Provocative stuff, and no mistake; much like Rothstein, I’d love to see the results of an experimental run of a system like this, though I’m perhaps a trifle more optimistic about the results we might see, especially if there were a good degree of local granularity involved.
Death and taxes – IRS advises taxing metaverse economies
No one but their creators can be entirely sure of how much money is sloshing around in the economies of MMOGs and metaverses like World of Warcraft and Second Life, but given the sheer number of regular participants in both (and the brisk markets for in-game items using real world money) it’s certainly not pocket change. [image by Ravenelle]
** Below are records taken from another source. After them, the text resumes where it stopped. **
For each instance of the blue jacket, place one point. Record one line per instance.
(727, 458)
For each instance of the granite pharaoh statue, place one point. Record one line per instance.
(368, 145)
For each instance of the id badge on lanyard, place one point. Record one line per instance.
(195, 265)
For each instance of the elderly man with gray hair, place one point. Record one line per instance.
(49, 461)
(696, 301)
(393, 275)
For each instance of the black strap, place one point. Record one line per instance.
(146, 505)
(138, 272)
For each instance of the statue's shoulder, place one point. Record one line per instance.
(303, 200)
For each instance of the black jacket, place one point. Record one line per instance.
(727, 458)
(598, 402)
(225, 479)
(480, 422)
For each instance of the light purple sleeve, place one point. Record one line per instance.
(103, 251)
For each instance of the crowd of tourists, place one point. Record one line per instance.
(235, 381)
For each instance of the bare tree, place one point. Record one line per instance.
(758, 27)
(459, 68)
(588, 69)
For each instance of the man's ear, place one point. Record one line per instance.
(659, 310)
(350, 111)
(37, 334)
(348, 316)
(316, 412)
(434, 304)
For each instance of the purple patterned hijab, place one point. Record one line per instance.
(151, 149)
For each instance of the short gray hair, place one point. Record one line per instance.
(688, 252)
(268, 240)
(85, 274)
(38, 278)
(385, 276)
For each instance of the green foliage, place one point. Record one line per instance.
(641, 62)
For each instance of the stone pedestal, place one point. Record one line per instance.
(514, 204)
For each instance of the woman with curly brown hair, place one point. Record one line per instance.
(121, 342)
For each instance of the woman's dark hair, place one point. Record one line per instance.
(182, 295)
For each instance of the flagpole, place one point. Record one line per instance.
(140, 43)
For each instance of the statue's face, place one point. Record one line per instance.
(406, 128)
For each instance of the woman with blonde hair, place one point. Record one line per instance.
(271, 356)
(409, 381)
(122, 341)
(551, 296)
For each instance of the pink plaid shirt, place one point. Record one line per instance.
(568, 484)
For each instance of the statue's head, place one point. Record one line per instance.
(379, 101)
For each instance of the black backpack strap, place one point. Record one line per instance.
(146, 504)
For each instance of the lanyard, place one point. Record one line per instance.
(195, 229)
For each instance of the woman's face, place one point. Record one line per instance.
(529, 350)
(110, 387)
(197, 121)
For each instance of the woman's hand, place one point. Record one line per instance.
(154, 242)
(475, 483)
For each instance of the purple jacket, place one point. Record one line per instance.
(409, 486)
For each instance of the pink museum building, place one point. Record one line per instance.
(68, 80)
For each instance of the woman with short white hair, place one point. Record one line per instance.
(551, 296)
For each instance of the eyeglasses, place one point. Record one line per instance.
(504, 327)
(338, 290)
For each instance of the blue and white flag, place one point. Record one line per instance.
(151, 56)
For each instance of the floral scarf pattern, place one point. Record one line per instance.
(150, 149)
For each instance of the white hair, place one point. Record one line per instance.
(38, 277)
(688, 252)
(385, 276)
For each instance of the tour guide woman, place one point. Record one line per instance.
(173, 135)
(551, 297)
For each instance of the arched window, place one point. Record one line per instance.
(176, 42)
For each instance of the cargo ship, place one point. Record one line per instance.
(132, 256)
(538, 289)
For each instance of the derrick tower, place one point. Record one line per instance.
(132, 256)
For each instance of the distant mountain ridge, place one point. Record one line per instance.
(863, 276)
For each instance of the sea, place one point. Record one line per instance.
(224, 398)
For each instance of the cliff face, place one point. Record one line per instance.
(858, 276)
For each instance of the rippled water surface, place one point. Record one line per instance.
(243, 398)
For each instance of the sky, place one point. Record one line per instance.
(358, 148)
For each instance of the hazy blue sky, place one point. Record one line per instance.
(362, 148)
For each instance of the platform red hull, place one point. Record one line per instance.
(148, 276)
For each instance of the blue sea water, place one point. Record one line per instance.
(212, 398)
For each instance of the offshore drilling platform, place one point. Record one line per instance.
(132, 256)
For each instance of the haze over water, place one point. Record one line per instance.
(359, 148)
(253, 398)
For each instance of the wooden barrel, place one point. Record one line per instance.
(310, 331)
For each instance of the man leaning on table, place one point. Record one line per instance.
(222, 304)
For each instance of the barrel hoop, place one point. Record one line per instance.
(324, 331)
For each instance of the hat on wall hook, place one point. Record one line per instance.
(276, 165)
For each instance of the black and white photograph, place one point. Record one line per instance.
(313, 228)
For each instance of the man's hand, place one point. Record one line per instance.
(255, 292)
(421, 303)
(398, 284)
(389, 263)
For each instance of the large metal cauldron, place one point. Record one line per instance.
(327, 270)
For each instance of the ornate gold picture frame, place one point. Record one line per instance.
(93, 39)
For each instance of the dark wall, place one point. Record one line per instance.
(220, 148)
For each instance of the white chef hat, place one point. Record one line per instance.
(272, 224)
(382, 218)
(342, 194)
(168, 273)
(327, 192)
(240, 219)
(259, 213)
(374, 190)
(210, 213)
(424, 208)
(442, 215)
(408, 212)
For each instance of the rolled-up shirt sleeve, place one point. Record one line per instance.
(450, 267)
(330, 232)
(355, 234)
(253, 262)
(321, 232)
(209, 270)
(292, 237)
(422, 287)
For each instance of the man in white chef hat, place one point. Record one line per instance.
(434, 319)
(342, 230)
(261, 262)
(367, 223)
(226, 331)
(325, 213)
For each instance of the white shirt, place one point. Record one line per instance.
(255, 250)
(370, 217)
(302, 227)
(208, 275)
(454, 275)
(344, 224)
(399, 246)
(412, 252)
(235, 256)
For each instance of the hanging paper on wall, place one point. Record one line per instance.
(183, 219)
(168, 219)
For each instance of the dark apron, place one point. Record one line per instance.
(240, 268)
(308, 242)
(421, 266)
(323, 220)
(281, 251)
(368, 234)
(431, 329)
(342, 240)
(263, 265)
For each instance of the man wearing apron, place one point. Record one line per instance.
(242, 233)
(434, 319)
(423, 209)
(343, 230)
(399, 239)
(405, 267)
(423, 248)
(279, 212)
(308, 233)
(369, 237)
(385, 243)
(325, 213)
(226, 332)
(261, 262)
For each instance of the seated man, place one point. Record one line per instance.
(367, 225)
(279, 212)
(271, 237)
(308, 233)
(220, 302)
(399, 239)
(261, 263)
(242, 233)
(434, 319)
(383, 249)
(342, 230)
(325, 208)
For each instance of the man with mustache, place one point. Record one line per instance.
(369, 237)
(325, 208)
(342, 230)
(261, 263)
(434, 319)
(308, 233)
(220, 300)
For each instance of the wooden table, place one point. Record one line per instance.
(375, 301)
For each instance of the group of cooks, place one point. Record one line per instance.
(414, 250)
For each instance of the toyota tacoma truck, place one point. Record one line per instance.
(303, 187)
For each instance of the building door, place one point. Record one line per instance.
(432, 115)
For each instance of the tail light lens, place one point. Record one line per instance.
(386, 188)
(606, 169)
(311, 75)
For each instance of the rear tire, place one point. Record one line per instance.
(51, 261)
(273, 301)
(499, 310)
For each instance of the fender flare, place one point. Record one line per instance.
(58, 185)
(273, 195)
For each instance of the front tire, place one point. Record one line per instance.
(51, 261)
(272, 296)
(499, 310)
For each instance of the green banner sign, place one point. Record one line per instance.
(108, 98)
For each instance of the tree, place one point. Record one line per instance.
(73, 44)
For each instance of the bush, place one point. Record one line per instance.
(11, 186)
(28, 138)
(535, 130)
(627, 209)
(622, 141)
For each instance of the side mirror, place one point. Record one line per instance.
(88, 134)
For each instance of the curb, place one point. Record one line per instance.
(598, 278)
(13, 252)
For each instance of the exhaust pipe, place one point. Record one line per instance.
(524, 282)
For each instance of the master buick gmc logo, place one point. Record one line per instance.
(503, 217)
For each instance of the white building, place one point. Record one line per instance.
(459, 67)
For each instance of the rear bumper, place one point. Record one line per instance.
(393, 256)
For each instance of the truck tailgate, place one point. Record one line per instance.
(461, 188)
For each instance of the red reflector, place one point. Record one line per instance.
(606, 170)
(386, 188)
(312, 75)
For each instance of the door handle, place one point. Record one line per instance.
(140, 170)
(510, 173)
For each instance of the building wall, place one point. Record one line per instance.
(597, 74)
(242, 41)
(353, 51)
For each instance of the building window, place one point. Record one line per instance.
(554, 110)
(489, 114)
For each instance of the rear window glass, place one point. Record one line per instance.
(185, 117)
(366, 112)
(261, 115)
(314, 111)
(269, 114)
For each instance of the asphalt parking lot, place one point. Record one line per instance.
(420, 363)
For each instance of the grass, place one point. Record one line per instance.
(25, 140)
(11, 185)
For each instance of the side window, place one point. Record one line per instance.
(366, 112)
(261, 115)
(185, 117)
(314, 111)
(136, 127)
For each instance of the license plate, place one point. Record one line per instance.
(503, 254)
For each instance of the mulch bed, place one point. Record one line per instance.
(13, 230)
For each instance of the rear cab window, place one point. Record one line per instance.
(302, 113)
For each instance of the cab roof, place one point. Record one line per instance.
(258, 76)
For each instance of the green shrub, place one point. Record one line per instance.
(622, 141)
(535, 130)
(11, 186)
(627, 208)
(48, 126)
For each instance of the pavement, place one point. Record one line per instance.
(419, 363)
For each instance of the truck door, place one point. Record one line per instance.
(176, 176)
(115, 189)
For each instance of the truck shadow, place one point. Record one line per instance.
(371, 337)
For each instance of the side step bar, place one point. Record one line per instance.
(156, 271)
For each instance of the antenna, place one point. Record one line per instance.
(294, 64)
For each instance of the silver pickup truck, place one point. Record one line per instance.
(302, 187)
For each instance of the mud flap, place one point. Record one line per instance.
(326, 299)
That’s probably got a lot to do with why the United States IRS is being advised to start taxing virtual economies:
“Economic activities associated with virtual worlds may present an emerging area of noncompliance, in part, because the IRS has not issued guidance about whether and how taxpayers should report such activities,” Olson wrote in her report. She points out that almost all income is subject to tax—even prizes, winnings, and barter exchange. She also acknowledges, however, that tracking and reconstructing so many tiny transactions would be a huge burden, and that attempting to place a value on virtual transaction could present serious challenges.
No kidding; brief and silly scares about terrorist money laundering aside, the potential of black and grey economies lurking in the metaverse is pretty obvious. But considering how easy it seems to be for the meatspace megarich to slip through the net, is this going to prove too tough a nut for the IRS to crack?
For example, when does the money become taxable – when it leaves the virtual space in question, or as soon as it is earned by a citizen? What happens when exchanges operate between virtual worlds? Will the new offshores be based on server farms as opposed to Caribbean islands?